On top of this, I have to mention the amazing local wine and food. When these two elements are present, hospitality becomes easy. Georgia, like Greece, has a rich history. It is the lessons and the values that we get from the past that teach us what we need to do in the future. This is a country which is the fifth-fastest growing tourist destination in the world. It has a government which is open to dialogue with businesses. You have a visa policy that allows people to travel to Georgia without major restrictions, and to repeat myself – the local gastronomy, wine, culture and history are amazing. Tourism unites people. For example, I was so amazed when I was in Batumi for the first time. I was sitting in the lobby of a local hotel and I saw people from different countries together, kids running around, people eating and talking. To me, the key message is that tourism brings people closer.

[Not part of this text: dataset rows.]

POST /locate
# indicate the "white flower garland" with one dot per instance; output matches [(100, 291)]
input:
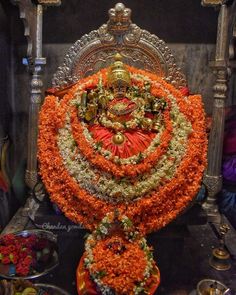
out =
[(112, 190)]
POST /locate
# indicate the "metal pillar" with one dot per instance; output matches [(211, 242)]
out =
[(213, 177)]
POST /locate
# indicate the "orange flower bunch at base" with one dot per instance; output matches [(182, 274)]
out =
[(117, 260)]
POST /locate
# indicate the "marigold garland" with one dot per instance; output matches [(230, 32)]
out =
[(149, 213)]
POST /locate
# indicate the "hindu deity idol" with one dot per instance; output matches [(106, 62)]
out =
[(122, 117), (122, 138)]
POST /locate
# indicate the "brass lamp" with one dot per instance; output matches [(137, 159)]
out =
[(220, 259)]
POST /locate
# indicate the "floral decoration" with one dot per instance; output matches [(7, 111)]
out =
[(110, 257), (88, 179)]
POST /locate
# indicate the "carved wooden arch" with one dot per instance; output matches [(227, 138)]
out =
[(138, 47)]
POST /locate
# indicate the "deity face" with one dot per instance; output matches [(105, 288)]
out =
[(119, 90)]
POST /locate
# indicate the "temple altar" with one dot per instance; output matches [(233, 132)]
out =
[(121, 121)]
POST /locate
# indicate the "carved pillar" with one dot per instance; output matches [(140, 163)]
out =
[(32, 13), (213, 178)]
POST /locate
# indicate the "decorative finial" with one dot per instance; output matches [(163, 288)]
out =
[(118, 77), (119, 19)]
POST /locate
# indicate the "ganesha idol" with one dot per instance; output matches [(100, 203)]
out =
[(122, 139), (121, 152)]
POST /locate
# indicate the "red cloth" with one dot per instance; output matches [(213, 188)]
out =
[(136, 141)]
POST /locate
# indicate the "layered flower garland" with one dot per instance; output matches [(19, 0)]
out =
[(87, 180), (111, 253)]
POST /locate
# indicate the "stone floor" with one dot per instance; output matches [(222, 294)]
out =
[(183, 262), (182, 254)]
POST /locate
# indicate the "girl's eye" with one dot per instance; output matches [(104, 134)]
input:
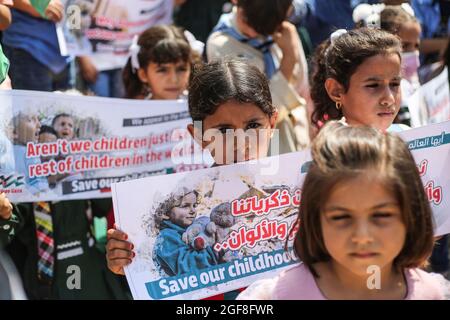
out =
[(341, 217), (253, 125), (382, 215), (223, 130)]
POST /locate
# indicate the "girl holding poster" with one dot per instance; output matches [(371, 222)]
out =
[(366, 249), (224, 95)]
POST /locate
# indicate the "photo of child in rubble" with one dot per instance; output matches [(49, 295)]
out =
[(186, 235), (46, 126)]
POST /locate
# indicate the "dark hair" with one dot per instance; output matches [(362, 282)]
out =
[(264, 16), (393, 17), (217, 82), (341, 152), (60, 115), (159, 44), (340, 61), (47, 129)]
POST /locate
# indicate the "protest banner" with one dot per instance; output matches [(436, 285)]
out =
[(108, 26), (431, 102), (430, 146), (59, 147), (219, 229)]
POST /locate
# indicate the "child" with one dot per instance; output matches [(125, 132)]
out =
[(5, 13), (224, 95), (257, 31), (64, 126), (160, 65), (400, 21), (172, 254), (364, 215), (357, 76)]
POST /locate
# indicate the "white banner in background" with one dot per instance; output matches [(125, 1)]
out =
[(59, 147)]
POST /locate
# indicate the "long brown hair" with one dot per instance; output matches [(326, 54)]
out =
[(341, 152)]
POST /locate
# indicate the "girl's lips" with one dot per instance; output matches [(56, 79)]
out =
[(364, 255), (386, 114)]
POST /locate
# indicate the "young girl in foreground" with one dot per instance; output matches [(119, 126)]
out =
[(364, 215)]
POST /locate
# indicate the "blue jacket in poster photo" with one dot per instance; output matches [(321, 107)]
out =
[(176, 257)]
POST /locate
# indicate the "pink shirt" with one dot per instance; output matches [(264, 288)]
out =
[(298, 283)]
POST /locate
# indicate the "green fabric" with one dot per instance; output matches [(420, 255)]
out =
[(71, 225), (4, 66), (40, 6)]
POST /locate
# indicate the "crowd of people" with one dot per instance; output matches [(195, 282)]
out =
[(334, 76)]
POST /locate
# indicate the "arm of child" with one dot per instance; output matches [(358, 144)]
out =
[(9, 220), (5, 14), (53, 12), (119, 252), (176, 257)]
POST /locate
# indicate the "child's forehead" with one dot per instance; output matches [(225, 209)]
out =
[(64, 118), (383, 65)]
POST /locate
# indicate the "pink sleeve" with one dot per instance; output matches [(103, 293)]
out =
[(7, 2)]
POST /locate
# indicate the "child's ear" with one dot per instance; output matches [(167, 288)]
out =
[(334, 89), (142, 75), (273, 119), (165, 217)]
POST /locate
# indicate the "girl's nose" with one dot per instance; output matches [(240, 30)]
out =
[(388, 98), (362, 234)]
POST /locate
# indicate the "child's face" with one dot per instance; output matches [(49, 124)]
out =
[(373, 97), (410, 35), (64, 128), (184, 214), (166, 81), (47, 137), (240, 118), (27, 129), (362, 225)]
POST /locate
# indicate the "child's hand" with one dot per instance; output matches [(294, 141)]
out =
[(5, 207), (118, 251), (55, 11)]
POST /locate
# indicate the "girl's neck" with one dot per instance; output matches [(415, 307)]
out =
[(337, 282)]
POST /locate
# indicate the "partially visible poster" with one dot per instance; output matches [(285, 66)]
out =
[(59, 147)]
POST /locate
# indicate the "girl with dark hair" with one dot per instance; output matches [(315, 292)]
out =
[(159, 66), (357, 76), (365, 224), (225, 95)]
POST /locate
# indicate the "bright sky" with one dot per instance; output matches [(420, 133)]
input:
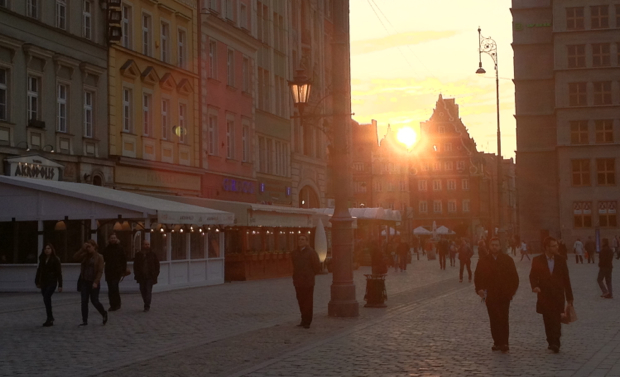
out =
[(410, 51)]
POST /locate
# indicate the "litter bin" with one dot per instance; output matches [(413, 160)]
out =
[(375, 291)]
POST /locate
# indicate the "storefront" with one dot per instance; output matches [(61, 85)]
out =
[(259, 244), (188, 240)]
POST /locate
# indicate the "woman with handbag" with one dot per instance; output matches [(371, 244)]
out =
[(90, 278), (49, 275)]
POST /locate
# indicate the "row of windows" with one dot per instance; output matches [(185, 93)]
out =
[(438, 206), (147, 40), (582, 214), (437, 184), (600, 52), (599, 17), (605, 172), (578, 93), (580, 131)]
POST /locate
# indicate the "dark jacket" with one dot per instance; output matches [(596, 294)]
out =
[(606, 258), (48, 273), (555, 287), (306, 264), (146, 266), (498, 277), (115, 262)]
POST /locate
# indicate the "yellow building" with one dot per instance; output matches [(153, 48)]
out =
[(154, 97)]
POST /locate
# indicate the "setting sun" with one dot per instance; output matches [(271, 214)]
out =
[(407, 136)]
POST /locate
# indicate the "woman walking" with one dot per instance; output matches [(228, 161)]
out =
[(49, 275), (90, 274)]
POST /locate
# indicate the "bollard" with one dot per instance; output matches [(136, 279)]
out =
[(376, 294)]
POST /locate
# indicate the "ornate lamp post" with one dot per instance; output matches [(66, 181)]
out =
[(343, 302), (489, 47)]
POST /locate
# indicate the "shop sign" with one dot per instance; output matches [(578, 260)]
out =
[(233, 185), (35, 167)]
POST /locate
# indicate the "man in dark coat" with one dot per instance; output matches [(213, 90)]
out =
[(496, 281), (115, 267), (550, 280), (146, 271), (306, 265)]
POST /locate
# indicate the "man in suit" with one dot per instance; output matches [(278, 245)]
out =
[(306, 265), (496, 281), (549, 279)]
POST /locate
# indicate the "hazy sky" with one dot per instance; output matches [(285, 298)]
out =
[(410, 51)]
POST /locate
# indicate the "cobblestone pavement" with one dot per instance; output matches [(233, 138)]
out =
[(433, 326)]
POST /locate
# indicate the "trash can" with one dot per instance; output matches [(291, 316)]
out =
[(375, 291)]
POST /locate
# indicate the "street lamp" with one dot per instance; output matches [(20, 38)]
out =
[(489, 47)]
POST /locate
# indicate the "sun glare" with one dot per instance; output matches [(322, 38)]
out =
[(407, 136)]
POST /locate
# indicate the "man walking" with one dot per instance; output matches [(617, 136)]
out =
[(306, 265), (465, 254), (605, 264), (550, 280), (590, 249), (146, 271), (496, 281), (115, 267)]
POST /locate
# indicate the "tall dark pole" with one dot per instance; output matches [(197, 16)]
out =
[(343, 302)]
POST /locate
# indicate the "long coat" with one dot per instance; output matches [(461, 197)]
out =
[(554, 287), (498, 277)]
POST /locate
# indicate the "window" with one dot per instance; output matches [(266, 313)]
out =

- You Joined Wyndham Hotels & Resorts in 2018 as President and Managing Director for Europe, Middle East, Eurasia and Africa, and you have spent the past year overseeing the development of all of the group’s brands in the EMEA region. Could you please name some of best examples for Georgia to consider?

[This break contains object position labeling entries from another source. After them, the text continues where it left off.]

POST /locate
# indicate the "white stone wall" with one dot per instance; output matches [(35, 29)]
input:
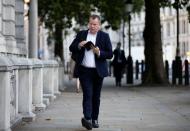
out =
[(19, 24)]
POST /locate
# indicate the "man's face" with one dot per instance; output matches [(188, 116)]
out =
[(94, 25)]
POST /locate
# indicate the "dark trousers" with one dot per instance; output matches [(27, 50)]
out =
[(118, 73), (91, 84)]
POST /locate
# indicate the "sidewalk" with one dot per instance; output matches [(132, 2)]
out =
[(122, 109)]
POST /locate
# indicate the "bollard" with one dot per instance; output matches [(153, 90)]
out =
[(186, 72), (173, 72), (167, 69), (142, 69), (137, 70), (129, 70)]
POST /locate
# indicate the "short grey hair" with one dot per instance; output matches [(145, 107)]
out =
[(94, 16)]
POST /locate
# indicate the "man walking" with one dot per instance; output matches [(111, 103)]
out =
[(90, 49)]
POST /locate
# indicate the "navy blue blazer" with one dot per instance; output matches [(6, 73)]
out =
[(105, 46)]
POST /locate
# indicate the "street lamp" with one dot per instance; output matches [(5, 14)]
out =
[(129, 8)]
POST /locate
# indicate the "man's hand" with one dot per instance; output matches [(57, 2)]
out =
[(82, 43), (96, 50)]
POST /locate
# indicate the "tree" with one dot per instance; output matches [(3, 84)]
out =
[(58, 14), (154, 66)]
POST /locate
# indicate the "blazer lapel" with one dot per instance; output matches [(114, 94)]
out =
[(97, 38), (84, 35)]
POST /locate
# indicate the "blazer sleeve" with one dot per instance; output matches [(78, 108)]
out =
[(106, 53), (74, 45)]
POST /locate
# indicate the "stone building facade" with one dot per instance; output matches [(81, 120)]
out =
[(24, 83)]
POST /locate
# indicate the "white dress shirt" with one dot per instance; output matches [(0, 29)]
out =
[(89, 57)]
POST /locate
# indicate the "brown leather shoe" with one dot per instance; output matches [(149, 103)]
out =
[(86, 123)]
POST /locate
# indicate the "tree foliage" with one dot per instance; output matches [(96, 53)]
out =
[(59, 15)]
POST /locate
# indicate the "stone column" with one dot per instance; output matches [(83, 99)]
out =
[(25, 89), (2, 39), (48, 80), (33, 29), (5, 73), (19, 17), (9, 25), (37, 83)]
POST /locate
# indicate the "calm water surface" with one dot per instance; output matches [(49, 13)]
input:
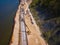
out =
[(7, 12)]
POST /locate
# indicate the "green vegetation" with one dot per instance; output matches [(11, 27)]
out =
[(50, 24)]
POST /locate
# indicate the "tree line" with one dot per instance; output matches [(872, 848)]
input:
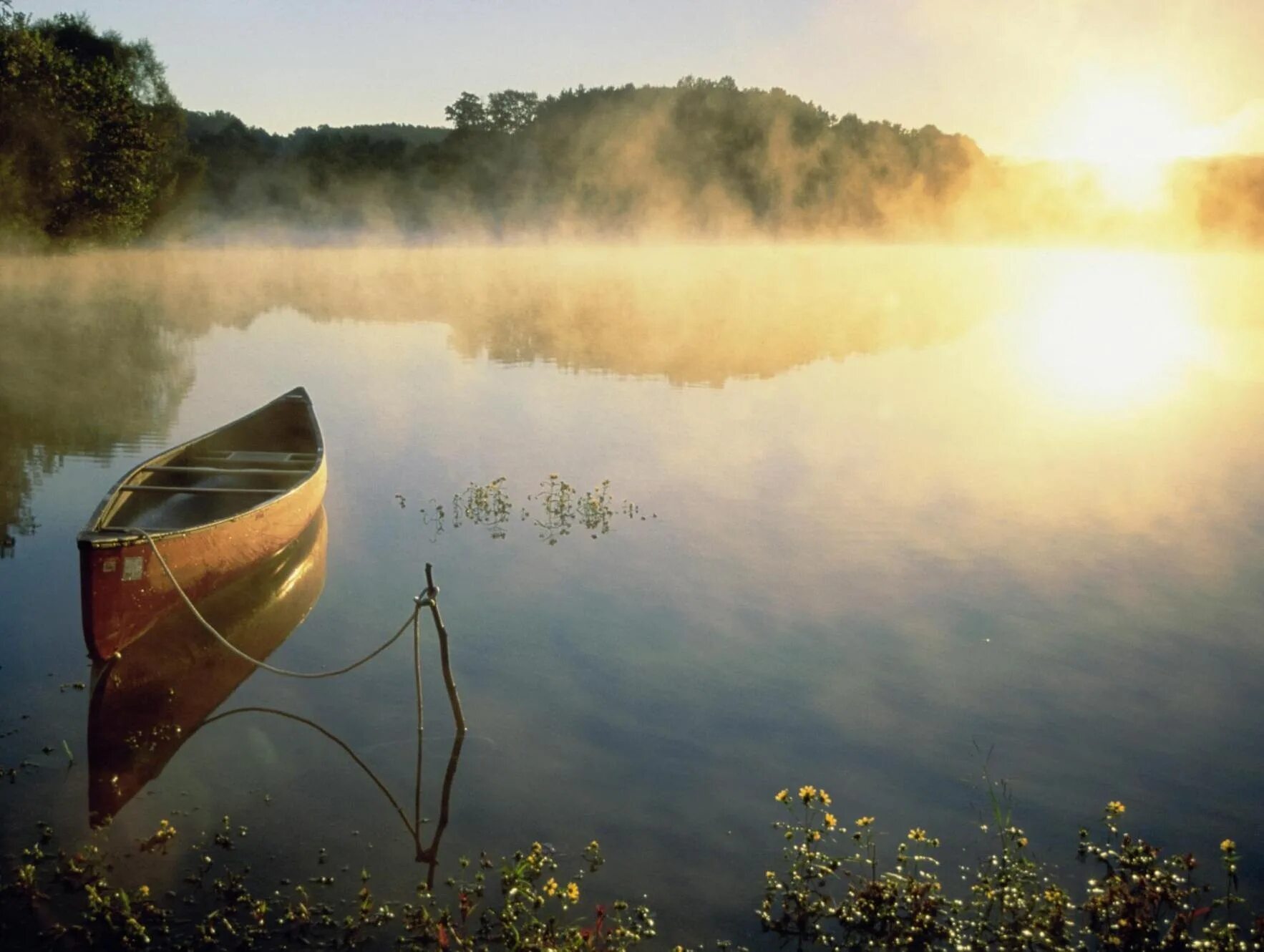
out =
[(95, 147)]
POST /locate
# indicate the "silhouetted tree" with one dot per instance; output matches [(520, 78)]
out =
[(468, 113), (92, 140), (511, 110)]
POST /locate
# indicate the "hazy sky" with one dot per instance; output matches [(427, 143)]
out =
[(1018, 75)]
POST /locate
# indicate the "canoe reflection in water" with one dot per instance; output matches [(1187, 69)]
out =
[(147, 702)]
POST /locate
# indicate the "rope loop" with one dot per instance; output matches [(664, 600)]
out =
[(422, 601)]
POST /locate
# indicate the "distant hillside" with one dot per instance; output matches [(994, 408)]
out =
[(702, 157), (95, 148)]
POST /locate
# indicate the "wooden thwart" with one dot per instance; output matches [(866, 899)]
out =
[(234, 470), (226, 490)]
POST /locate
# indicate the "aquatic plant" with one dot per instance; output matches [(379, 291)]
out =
[(835, 889), (563, 510)]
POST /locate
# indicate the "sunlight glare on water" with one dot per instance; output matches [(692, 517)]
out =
[(903, 505), (1105, 333)]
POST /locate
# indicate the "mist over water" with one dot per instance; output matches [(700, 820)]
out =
[(912, 502)]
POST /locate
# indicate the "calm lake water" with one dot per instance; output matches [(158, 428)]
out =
[(903, 507)]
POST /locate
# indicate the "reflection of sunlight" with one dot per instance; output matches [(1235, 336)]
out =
[(1112, 330)]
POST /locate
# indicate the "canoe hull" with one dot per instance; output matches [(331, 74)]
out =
[(200, 503), (145, 704), (125, 589)]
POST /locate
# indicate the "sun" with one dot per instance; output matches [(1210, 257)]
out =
[(1129, 135)]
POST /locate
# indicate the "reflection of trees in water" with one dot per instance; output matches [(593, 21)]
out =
[(689, 314), (92, 356), (79, 378)]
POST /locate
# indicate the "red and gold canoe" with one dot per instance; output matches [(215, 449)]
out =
[(214, 507), (153, 698)]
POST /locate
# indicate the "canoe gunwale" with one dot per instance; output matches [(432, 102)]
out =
[(97, 536)]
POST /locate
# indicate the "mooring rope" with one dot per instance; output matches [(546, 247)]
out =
[(424, 601)]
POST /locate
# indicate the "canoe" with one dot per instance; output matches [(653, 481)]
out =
[(213, 506), (148, 702)]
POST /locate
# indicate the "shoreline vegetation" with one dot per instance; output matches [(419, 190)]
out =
[(835, 889), (95, 150)]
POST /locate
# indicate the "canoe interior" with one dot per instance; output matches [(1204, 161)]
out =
[(221, 475)]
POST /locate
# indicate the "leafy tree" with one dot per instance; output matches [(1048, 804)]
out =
[(92, 138), (511, 110), (468, 113)]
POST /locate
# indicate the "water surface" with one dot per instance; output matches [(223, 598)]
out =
[(903, 506)]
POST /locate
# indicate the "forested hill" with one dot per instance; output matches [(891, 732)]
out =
[(95, 147), (701, 156)]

- Helsinki is a good example. In the past, Finland was mainly known for Santa Claus and there were only a few other things to talk about from a tourism perspective. Now they have the biggest hub connecting Asian flights to Europe. They built a great airport and other infrastructure, and they have discovered tourism. There are so many other countries that Georgia can learn from. Airports, infrastructure, roads and accessibility – these are the most important things to consider. I would call them opportunities rather than challenges. Today’s challenge is tomorrow’s opportunity. People are not going to walk to Georgia. To look at the example of Greece, when we renovated the Athens airport, it became one of the fastest growing and busiest airports in Europe.
- How do you see the future of the hospitality market worldwide? What are the challenges, and what are the new trends in the sector?

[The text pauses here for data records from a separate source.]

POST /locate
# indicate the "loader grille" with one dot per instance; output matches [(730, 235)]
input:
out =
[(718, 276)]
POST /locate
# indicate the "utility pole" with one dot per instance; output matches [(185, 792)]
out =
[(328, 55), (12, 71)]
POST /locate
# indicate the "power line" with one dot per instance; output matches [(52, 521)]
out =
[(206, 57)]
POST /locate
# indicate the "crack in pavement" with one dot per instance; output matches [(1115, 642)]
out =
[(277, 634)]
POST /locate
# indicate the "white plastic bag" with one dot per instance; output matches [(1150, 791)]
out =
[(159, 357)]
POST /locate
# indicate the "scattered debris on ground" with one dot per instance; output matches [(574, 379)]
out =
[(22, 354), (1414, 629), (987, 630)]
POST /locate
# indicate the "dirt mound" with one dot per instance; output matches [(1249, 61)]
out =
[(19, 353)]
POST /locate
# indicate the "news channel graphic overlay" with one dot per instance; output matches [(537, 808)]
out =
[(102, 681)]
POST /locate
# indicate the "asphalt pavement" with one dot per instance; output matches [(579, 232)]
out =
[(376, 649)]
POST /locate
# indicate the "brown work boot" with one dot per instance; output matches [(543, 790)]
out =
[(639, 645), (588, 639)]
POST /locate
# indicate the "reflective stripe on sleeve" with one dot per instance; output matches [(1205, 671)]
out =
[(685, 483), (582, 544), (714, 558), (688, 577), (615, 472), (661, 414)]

- Sustainability is going to be very important. Taking care of the planet is the responsibility of tourism. I lived in London for the past year. Recently there were lots of discussions on this issue, with thousands of people from different age groups and origin reminding everyone of us that the planet needs our attention. With 1.8 billion tourists globally, with flights and pollution, sustainability is the number one issue in the tourism sector all around the world. We see what is happening in Barcelona – they are saying no to tourists. The same happened in Santorini, Greece Where tourist flows need to be managed so the island and the environment does not suffer. We need to be very mindful that tourism is a catalyst and an enabler, but never something that should destroy destinations. The recourses that the earth has given us are not to be taken for granted.